Was ist die Sonderzahlung bei Leasing?

Eine Sonderzahlung beim Leasing stellt eine einmalige Möglichkeit dar, am Anfang des Vertragsabschlusses eine Anzahlung zu vereinbaren. Diese Anzahlung ist unterschiedlich hoch. Die üblichen Werte liegen zwischen 10 und 30 Prozent vom neuen Preis des Autos. Diese Sonderzahlung ist nicht unbedingt notwendig. Durch die Sonderzahlung beim Leasing verringern sich die monatlichen Raten.

Höhe der Sonderzahlung beim Leasing
Die Höhe der Sonderzahlung wird vom Leasiggeber und vom Leasingnehmer zusammen festgelegt. In den meisten Fällen bestimmt der Leasingnehmer die Höhe der Sonderzahlung.
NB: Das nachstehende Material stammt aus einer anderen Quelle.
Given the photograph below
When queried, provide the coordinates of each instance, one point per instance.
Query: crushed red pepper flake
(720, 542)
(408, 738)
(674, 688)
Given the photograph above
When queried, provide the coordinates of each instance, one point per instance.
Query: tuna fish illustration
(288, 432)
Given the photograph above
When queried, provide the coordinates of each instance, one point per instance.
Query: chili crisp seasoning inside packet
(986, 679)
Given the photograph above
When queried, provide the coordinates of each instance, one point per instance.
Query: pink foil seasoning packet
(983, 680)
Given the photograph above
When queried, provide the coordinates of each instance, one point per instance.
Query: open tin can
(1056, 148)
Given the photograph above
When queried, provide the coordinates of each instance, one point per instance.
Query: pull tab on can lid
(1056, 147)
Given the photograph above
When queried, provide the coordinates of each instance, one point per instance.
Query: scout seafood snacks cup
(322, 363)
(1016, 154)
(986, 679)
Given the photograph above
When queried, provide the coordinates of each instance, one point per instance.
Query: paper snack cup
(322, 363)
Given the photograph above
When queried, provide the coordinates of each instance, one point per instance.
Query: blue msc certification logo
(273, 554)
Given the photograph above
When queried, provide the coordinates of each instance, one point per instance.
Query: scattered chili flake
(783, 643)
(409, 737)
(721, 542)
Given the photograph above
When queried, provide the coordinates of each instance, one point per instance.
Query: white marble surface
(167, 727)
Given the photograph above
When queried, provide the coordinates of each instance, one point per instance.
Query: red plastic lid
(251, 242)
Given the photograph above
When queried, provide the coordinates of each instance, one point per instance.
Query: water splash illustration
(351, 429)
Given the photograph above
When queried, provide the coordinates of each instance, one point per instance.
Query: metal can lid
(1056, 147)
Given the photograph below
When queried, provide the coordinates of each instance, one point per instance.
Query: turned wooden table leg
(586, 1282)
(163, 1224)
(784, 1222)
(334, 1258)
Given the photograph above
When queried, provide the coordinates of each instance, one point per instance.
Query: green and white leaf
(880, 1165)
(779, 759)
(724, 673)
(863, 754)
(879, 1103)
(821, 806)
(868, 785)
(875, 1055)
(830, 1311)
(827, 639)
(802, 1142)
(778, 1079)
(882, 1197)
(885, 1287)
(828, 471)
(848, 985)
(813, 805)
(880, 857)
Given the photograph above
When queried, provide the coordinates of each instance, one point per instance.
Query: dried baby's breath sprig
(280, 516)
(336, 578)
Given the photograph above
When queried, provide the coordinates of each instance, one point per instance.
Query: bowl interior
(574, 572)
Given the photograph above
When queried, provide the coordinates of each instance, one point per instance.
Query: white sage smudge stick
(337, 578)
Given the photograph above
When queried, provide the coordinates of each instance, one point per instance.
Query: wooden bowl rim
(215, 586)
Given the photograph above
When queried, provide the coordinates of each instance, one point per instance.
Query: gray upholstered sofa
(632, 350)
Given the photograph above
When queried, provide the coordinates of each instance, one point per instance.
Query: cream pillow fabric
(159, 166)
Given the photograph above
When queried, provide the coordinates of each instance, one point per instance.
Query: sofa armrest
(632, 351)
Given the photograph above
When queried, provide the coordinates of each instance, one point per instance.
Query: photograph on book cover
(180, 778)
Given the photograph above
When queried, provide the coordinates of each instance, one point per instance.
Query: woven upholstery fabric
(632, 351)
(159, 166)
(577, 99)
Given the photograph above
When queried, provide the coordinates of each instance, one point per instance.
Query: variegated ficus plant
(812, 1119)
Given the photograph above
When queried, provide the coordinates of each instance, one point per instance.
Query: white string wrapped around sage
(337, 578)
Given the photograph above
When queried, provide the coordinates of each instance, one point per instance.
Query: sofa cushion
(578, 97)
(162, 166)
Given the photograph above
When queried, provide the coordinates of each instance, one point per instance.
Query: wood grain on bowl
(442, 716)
Es ist ratsam, dass sich die Sonderzahlung nach dem Kaufpreis des Autos richtet. Diese Sonderzahlung ist beim teuren Fahrzeug auch höher. Wenn die Sonderzahlung nicht auf einmal beglichen werden kann, ist eine Zahlung in Raten möglich. So können zum Beispiel zwei Teilzahlungen geleistet werden. 

Eine Alternativmöglichkeit zur Sonderzahlung ist die Inzahlungnahme eines gebrauchten Autos. Manche Leasinggeber bieten diese Möglichkeit an. 

Es gibt keinen minimalen oder maximalen Betrag für die Sonderzahlung beim Leasing. Für den Leasingnehmer ist es vorteilhaft, nicht mehr als 30 Prozent des gesamten Betrages zu zahlen. 30 Prozent der Kaufsumme können von der Steuer abgesetzt werden. Diese Möglichkeit hängt davon ab, ob die Firma das Auto für ihre Mitarbeiter least oder ob ein freier Mitarbeiter einen Vertrag abschließt. 

Vorteile der Sonderzahlung beim Leasing
Der große Vorteil der Sonderzahlung beim Leasing ist die bessere Kontrolle der Kosten. Der Leasingnehmer zahlt langfristig niedrigere monatliche Raten. Außerdem wird am Anfang des Leasingvertrags ein großer Teil der Summe gezahlt und man kann besser künftig planen. 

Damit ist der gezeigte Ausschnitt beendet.